For AB–E, CD–E, and ABCD–E, SpPCA achieved the best accuracy (%) of 99.66, 96.66, and 97.40 respectively. Similarly, with SubXPCA the best accuracy (%) is found to be 99.66, 96.66, and 97.60 respectively.

For cases 8–10, SpPCA achieved the highest classification accuracy (%) of 96.25, 96.33, and 94.25, respectively. On the other hand, the classification accuracy achieved by SubXPCA for these experimental cases are 97.20, 97.43, and 94.60, respectively. For case 8 (A–D–E) and case 9 (AB–CD–E), Hasan and Subasi [44] reported a high classification accuracy of 99.00 and 97.40, respectively with the application of linear programming boosting technique. For case 10, Tawfic et al. [41] achieved 93.75% classification accuracy with the combination of weighted permutation entropy and SVM.

Even though the classification accuracy achieved by the proposed approaches are not 100% for all cases, still SpPCA and SubXPCA have been able to achieve better accuracy than some of the existing methods proposed in the literature. Furthermore, it can be seen from Table 12 that even though a number of methods have been proposed in the literature, none of these methods addressed the issue of subpattern correlation between the EEG signals. Subpattern correlation extracts informative features from each subpattern set and these features can be used in order to uniquely identify the activity and abnormality recorded in the EEG signals. This paper aims to strengthen the research in the direction of exploring the sub-pattern correlation in EEG signals and showing the potential for the possible application in processing other biomedical signals as well.

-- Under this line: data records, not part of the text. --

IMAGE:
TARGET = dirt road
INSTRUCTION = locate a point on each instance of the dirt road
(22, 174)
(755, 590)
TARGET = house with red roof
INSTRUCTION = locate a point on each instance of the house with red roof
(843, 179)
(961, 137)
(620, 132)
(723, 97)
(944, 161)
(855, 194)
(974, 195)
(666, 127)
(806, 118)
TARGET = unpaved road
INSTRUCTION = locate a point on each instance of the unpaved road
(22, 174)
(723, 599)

Conclusions and future work

This study proposed two effective approaches, namely, SpPCA and SubXPCA with SVM for automated seizure detection in EEG signal. In both the approaches EEG signals were divided into subpattern sets. Feature extraction was performed by applying PCA on each subpattern set in SpPCA. SubXPCA include an additional step of applying PCA on the feature extracted in the previous step. Once the feature extraction step was over, these extracted feature vectors were given as input to the SVM for classification. Both the approaches achieved 100% accuracy for the classification of normal and epileptic EEG signals. Along with this seven different experimental cases for classification have been conducted. By observing the experimental results it could be interpreted that the proposed schemes achieved better classification accuracy as compared to some of the existing techniques proposed in the literature. Hence, both the techniques could be considered for epileptic seizure detection in EEG signals.